If that had continued, Radwanska may have struggled, but Kerber became inconsistent.
"I played really well today," Radwanska said. "I think we were both a little nervous at the beginning.
"This is what I was dreaming of since I was a kid. It's everyone's dream to play tennis in a grand slam final."
The pair began with love service games and the first nine points went with serve, the sequence ending when Radwanska lashed a forehand into the net.
She repeated the error to be pegged to 30-all, and Kerber brought up break point by outrallying Radwanska and opening up the court to plant away a forehand to the right corner.
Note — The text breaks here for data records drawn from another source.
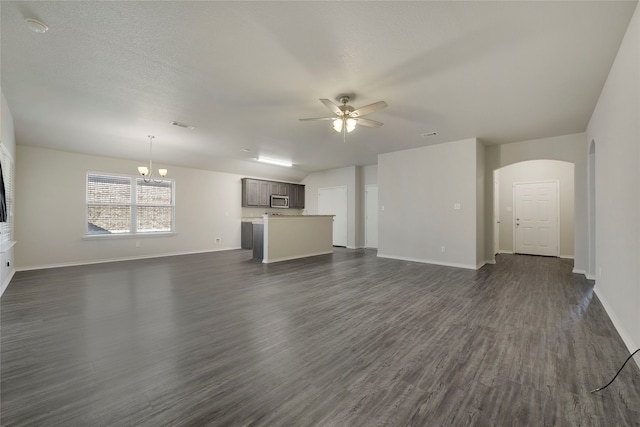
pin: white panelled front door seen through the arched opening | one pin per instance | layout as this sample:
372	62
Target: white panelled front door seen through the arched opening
536	218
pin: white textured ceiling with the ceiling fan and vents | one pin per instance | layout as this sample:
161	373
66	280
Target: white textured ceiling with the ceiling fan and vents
107	74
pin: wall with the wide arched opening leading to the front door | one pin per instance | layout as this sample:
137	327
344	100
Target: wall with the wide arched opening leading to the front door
567	148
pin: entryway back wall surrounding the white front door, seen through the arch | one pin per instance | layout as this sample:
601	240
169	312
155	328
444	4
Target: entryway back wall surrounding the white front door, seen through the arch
538	170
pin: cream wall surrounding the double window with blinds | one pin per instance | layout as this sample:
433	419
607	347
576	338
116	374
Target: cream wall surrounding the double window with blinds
50	211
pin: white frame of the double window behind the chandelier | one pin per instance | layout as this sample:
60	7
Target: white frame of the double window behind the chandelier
133	205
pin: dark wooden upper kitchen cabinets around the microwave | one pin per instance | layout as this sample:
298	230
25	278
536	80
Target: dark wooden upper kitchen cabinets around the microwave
256	193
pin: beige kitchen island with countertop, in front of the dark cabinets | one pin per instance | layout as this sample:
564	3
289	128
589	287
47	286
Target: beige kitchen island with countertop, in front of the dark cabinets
284	237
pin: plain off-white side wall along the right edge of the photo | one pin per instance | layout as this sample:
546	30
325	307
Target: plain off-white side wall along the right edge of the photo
615	129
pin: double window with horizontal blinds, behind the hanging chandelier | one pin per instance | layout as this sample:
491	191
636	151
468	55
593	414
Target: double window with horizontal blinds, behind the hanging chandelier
120	205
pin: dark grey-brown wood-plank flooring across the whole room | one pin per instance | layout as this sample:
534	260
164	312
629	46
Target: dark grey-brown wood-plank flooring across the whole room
346	339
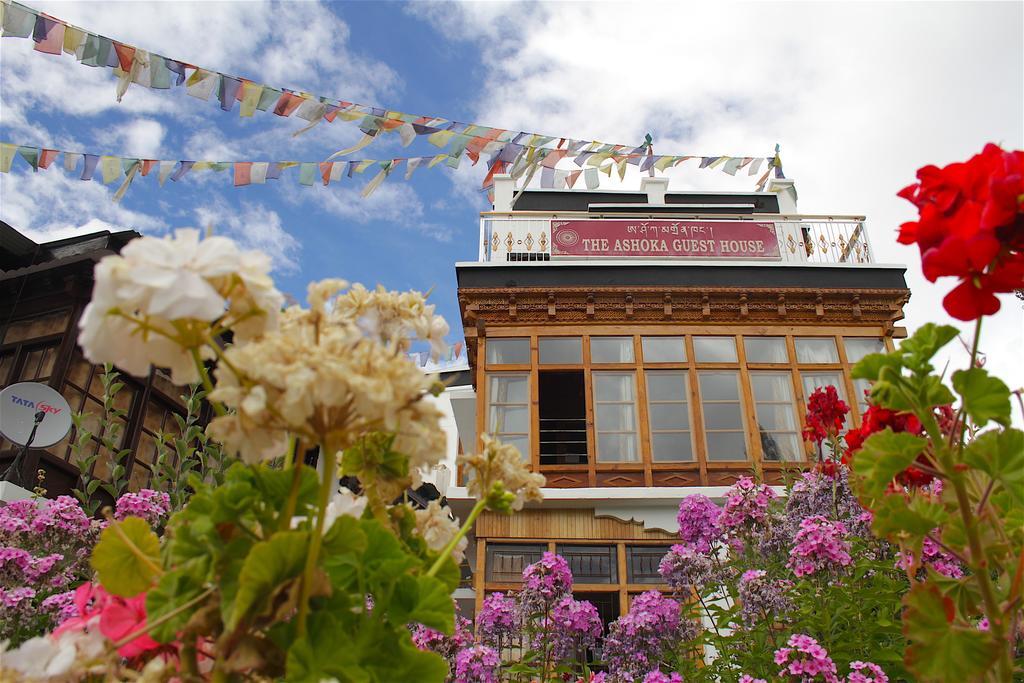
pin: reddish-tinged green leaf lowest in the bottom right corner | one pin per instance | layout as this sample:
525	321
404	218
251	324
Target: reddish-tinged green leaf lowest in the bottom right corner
940	650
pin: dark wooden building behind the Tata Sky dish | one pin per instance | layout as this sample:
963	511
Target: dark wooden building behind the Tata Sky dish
45	288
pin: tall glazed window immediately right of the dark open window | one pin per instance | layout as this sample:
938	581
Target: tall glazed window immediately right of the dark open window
615	417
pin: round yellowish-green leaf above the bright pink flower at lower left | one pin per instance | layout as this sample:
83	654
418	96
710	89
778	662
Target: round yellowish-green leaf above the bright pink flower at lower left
127	558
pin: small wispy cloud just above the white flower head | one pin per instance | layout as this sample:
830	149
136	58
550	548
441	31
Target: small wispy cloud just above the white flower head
255	227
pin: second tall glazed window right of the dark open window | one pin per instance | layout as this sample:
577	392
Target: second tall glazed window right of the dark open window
669	415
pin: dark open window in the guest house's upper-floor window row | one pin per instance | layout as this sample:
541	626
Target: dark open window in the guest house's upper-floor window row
564	418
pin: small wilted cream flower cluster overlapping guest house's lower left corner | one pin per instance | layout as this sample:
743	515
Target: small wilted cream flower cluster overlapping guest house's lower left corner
500	477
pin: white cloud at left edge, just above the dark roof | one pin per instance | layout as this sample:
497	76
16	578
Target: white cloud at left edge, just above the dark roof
52	205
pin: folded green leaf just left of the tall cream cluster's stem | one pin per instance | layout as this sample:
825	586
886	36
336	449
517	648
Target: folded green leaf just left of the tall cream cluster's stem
269	566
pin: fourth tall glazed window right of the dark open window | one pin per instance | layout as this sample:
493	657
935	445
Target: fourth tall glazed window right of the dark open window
778	425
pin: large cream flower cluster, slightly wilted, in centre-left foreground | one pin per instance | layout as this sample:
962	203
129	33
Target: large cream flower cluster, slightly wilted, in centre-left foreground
321	378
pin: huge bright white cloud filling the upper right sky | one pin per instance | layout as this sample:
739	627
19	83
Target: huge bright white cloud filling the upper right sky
859	95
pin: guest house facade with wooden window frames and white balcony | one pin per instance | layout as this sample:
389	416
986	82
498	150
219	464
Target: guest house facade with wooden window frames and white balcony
639	348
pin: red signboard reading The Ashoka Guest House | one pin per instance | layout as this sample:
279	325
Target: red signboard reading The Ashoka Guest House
689	239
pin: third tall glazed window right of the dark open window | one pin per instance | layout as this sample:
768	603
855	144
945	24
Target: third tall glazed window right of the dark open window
723	415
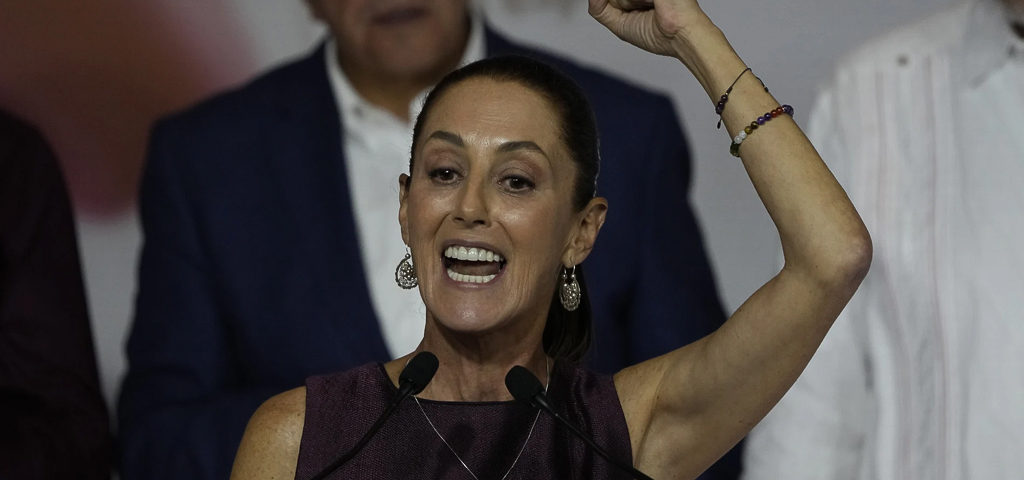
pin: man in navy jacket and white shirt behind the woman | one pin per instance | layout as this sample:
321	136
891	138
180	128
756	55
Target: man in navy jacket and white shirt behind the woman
272	238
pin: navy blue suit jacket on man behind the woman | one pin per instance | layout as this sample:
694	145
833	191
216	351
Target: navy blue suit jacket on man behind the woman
251	278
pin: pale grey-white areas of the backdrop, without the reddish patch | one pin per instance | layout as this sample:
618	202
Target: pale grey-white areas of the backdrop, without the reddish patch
791	45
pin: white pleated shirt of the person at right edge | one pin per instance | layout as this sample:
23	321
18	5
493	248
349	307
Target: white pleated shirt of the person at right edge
921	378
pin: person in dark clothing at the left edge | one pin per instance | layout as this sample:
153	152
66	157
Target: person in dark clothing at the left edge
54	422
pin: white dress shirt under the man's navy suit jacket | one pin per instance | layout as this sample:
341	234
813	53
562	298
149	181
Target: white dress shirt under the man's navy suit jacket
377	148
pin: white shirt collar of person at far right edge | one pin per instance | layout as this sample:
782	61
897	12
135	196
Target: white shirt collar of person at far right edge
990	42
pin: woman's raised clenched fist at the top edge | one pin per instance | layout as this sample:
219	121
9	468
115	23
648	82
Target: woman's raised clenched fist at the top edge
657	26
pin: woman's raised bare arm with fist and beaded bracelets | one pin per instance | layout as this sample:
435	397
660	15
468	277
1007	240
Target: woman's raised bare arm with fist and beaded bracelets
688	408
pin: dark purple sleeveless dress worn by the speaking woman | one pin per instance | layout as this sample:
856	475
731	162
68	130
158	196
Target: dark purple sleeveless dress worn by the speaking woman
489	437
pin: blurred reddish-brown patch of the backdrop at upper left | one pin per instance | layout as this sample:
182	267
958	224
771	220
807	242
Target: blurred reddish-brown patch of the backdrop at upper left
95	74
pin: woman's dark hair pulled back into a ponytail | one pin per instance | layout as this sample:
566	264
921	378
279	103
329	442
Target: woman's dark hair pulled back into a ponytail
567	335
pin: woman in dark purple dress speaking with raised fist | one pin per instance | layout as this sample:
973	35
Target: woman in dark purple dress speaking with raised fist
499	211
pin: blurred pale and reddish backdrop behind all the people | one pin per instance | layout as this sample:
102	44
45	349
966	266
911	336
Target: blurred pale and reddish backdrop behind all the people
95	74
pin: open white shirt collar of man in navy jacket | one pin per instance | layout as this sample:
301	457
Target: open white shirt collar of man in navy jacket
350	102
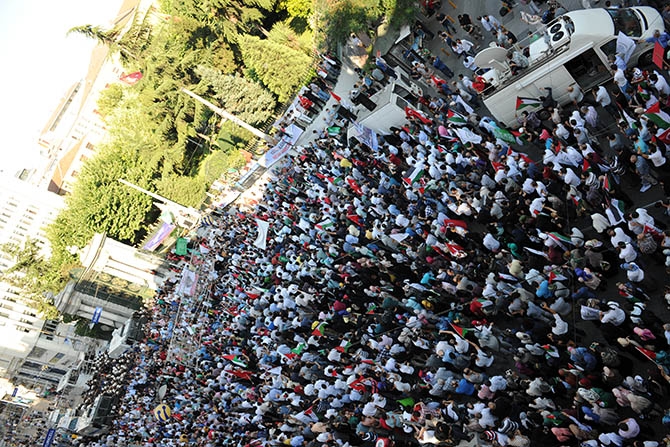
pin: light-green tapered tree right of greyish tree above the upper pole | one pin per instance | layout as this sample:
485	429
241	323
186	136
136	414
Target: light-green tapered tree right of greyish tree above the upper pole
281	69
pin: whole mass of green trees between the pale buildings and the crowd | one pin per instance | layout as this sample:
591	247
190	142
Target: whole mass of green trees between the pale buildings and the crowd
247	56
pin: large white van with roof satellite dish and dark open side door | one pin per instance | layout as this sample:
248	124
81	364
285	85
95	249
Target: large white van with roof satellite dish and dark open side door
574	50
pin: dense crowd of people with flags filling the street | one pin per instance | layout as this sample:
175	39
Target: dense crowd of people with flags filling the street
445	285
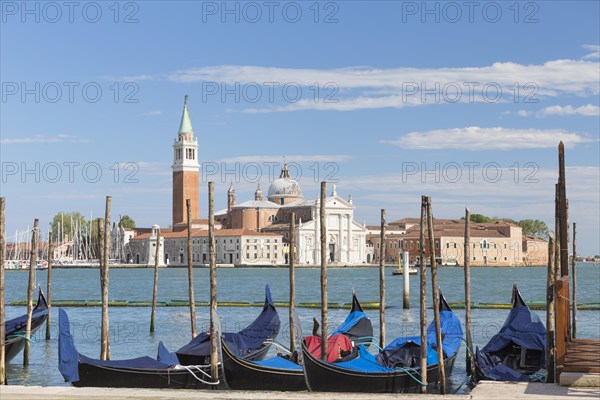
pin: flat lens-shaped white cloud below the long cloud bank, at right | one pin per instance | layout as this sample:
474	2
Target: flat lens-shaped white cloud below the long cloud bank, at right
496	138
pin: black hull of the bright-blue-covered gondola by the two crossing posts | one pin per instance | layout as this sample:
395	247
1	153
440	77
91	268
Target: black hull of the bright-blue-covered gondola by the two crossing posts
327	377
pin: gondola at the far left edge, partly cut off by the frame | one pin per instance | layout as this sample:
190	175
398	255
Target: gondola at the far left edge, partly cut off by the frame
15	329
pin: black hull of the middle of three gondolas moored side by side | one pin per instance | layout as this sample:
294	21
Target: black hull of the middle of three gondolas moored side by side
240	374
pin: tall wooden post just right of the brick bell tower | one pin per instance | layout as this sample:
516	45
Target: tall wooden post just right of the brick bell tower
214	358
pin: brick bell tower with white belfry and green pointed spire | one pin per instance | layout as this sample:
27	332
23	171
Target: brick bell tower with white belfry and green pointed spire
186	170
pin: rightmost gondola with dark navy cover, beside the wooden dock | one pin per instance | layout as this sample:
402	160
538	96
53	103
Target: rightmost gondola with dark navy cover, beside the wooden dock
518	351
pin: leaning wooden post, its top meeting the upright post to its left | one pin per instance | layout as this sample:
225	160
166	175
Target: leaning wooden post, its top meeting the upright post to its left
436	300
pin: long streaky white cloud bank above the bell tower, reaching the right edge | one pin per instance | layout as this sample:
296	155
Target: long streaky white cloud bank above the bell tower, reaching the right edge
355	88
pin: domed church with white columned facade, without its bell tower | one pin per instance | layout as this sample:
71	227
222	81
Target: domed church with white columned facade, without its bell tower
346	239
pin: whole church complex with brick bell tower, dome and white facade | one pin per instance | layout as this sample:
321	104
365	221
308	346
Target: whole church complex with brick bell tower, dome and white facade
252	232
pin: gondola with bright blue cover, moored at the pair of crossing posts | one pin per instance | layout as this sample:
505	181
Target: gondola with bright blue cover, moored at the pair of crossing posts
395	369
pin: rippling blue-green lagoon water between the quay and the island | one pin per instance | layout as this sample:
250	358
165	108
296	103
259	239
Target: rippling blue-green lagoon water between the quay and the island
130	325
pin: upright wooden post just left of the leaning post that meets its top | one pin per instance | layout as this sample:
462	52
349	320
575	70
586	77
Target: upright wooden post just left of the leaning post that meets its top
423	294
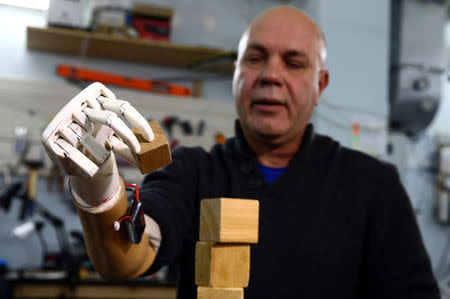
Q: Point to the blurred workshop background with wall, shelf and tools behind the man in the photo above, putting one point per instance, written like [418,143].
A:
[389,96]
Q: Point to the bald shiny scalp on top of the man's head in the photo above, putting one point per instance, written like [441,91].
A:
[287,17]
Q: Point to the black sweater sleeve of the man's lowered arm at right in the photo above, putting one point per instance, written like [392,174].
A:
[398,265]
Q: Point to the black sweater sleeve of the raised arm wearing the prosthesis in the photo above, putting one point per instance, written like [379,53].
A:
[168,196]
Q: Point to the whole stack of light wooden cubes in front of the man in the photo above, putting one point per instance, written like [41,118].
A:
[227,228]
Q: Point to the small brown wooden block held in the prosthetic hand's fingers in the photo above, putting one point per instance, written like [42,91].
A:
[154,154]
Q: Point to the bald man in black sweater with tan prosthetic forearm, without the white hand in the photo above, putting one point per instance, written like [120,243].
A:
[334,223]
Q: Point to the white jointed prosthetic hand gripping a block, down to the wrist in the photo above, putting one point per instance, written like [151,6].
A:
[81,136]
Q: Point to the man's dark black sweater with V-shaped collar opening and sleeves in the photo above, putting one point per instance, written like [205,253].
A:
[336,224]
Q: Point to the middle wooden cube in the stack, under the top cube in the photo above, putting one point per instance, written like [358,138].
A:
[222,265]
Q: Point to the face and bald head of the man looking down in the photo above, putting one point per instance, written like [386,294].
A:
[277,80]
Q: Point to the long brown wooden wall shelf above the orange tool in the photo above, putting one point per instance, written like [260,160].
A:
[101,45]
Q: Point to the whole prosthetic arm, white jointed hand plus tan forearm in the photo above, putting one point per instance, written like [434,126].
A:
[81,139]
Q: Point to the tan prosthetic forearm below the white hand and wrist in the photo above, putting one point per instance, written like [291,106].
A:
[111,252]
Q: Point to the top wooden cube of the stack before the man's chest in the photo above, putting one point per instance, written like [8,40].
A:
[229,220]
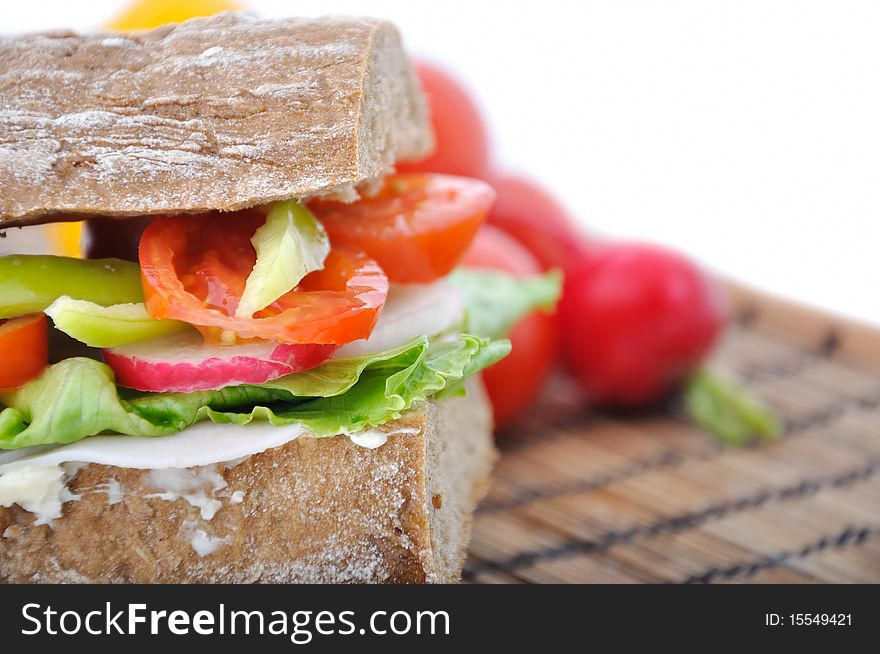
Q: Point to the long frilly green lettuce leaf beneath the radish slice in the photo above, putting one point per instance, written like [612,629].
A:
[77,398]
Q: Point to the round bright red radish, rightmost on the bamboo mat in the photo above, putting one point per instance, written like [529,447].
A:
[636,320]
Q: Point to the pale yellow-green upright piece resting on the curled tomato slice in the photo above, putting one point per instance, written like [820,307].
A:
[290,245]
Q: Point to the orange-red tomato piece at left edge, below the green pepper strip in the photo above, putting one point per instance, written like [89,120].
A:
[24,349]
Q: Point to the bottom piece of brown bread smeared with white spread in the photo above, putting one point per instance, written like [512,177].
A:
[312,510]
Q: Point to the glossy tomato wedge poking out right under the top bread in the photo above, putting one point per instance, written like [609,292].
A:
[417,227]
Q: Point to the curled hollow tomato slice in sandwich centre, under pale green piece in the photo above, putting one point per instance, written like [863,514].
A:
[194,269]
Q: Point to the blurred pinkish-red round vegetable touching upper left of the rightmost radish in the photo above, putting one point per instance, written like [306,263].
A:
[530,214]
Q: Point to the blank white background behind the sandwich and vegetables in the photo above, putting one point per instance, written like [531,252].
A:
[746,133]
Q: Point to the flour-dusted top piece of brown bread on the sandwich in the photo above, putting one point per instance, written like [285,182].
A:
[218,113]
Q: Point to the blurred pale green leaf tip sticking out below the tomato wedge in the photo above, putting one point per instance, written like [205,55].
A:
[495,301]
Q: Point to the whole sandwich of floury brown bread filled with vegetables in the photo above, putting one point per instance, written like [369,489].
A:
[268,370]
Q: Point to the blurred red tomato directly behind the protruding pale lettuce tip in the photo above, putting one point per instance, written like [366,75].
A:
[514,382]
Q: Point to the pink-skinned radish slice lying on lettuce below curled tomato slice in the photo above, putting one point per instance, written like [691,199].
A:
[184,363]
She took the chance, again outmanoeuvring Radwanska.
Kerber's hitting became erratic in the sixth game and Radwanska broke back to 30, before racing through the next three, finishing the set with an ace.
Kerber fell a break behind in the fifth game of the second set when she firstly sent a cross-court backhand wide and then found the net on the next point.
Her chance to become Germany's first women's finalist since Steffi Graf in 1999 was quickly fading.
Kerber looked sure to have a break chance in the sixth game when she delivered a deep smash that Radwanska reached but could only float a yard over the net.
Kerber drove the ball across court to the right corner but Radwanska read her intentions, got across in time, and fired a winner down the line.
Briefly Kerber was lifted by winning a dramatic rally for the next point and soon she did have an opening to take the game against serve, only to spurn it by hammering a service return too long.
When Radwanska took the game to lead 4-2, it was hard to see her wasting the opportunity.
Radwanska was looking to firstly reach the final and then go one step further than her late compatriot Jedrzejowska, who died in 1980.
Kerber made Radwanska serve for the match at 5-4, but the 23-year-old did not falter.
A crunching backhand winner from Kerber gave the German the first point, but Radwanska snagged the next three to bring up two match points.
And after another long rally, Kerber lofted a sliced backhand into the tramlines to spark a jump for joy from her opponent.